PCA & Autoencoders: Algorithms Everyone Can Understand

Thomas Ciha
Towards Data Science
8 min readSep 12, 2018

--

The primary focus of this article is to provide intuition for the Principal Components Analysis (PCA) and Autoencoder data transformation techniques. I’m not going to delve deep into the mathematical theory underpinning these models as there are a plethora of resources already available.

Introduction

Autoencoders map the data they are fed to a lower dimensional space by combining the data’s most important features. They encode the original data into a more compact representation and decide how the data is combined, hence the auto in Autoencoder. These encoded features are often referred to as latent variables.

There are a few reasons doing this can be useful:

1. Dimensionality reduction can decrease training time

2. Using latent feature representations can enhance model performance

Like many of the concepts in machine learning, Autoencoders are seemingly esoteric. If you’re not familiar with latent variables, a latent variable is essentially an implicit feature of some data. It’s a variable that isn’t observed or measured directly. For example, happiness is a latent variable. We must use a method like a questionnaire to infer the magnitude of an individual’s happiness.

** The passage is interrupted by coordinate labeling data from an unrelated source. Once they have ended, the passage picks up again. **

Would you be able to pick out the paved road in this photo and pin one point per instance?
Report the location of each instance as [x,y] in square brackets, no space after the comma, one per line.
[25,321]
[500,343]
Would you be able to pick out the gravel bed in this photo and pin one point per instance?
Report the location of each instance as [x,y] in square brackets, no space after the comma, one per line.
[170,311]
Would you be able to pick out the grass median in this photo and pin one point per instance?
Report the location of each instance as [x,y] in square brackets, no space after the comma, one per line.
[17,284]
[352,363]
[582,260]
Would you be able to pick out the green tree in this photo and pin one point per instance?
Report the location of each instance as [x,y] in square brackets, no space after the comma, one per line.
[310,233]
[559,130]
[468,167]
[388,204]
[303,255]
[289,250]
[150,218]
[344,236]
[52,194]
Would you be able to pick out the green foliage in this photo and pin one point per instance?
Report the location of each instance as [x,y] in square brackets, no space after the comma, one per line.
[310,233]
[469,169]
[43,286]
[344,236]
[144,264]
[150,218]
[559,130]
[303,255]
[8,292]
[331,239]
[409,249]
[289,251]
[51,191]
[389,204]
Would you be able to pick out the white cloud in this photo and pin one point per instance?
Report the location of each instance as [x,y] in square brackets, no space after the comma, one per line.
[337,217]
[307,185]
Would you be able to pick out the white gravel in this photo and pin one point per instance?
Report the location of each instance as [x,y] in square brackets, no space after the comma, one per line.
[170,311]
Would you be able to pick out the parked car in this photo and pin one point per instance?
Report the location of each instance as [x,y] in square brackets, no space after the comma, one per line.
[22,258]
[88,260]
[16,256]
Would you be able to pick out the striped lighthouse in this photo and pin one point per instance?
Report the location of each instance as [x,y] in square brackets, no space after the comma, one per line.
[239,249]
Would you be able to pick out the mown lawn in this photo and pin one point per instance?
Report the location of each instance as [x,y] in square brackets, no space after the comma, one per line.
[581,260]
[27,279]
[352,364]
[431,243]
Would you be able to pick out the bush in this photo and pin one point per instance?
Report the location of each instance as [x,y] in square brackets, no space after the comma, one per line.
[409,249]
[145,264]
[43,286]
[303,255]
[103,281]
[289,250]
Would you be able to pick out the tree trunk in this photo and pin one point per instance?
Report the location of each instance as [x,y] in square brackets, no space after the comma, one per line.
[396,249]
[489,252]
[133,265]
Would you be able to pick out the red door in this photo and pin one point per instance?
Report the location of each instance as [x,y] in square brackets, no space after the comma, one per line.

Like the Autoencoder model, Principal Components Analysis (PCA) is also widely used as a dimensionality reduction technique. However, the PCA algorithm maps the input data differently than the Autoencoder does.

Intuition:

Suppose you have an awesome sports car Lego set that you want to send to your friend for their birthday, but the box you have isn’t big enough to fit all the Lego pieces. Instead of not sending it at all, you decide to pack the most important Lego pieces — the pieces which contribute most in making the car. So, you throw away some trivial pieces like the door handles and the windshield wipers and pack pieces like the wheels and the frame. Then, you ship the box off to your friend. Upon receipt of the package, your friend is perplexed at the miscellaneous Lego pieces without instructions. Nonetheless, they assemble the set and are able to recognize that it is a drivable vehicle. It might be a dune buggy, race car or sedan — they don’t know.

The analogy above is an example of a lossy data compression algorithm. The quality of the data is not perfectly retained. It’s a lossy algorithm because some of the original data (i.e. Lego pieces) have been lost. Although using PCA & Autoencoders for dimensionality reduction is lossy, this example does not exactly describe these algorithms — it describes a feature selection algorithm. Feature selection algorithms discard some features of the data and retain salient features. The features they retain are typically chosen for statistical reasons, such as the correlation between the attribute and the target label.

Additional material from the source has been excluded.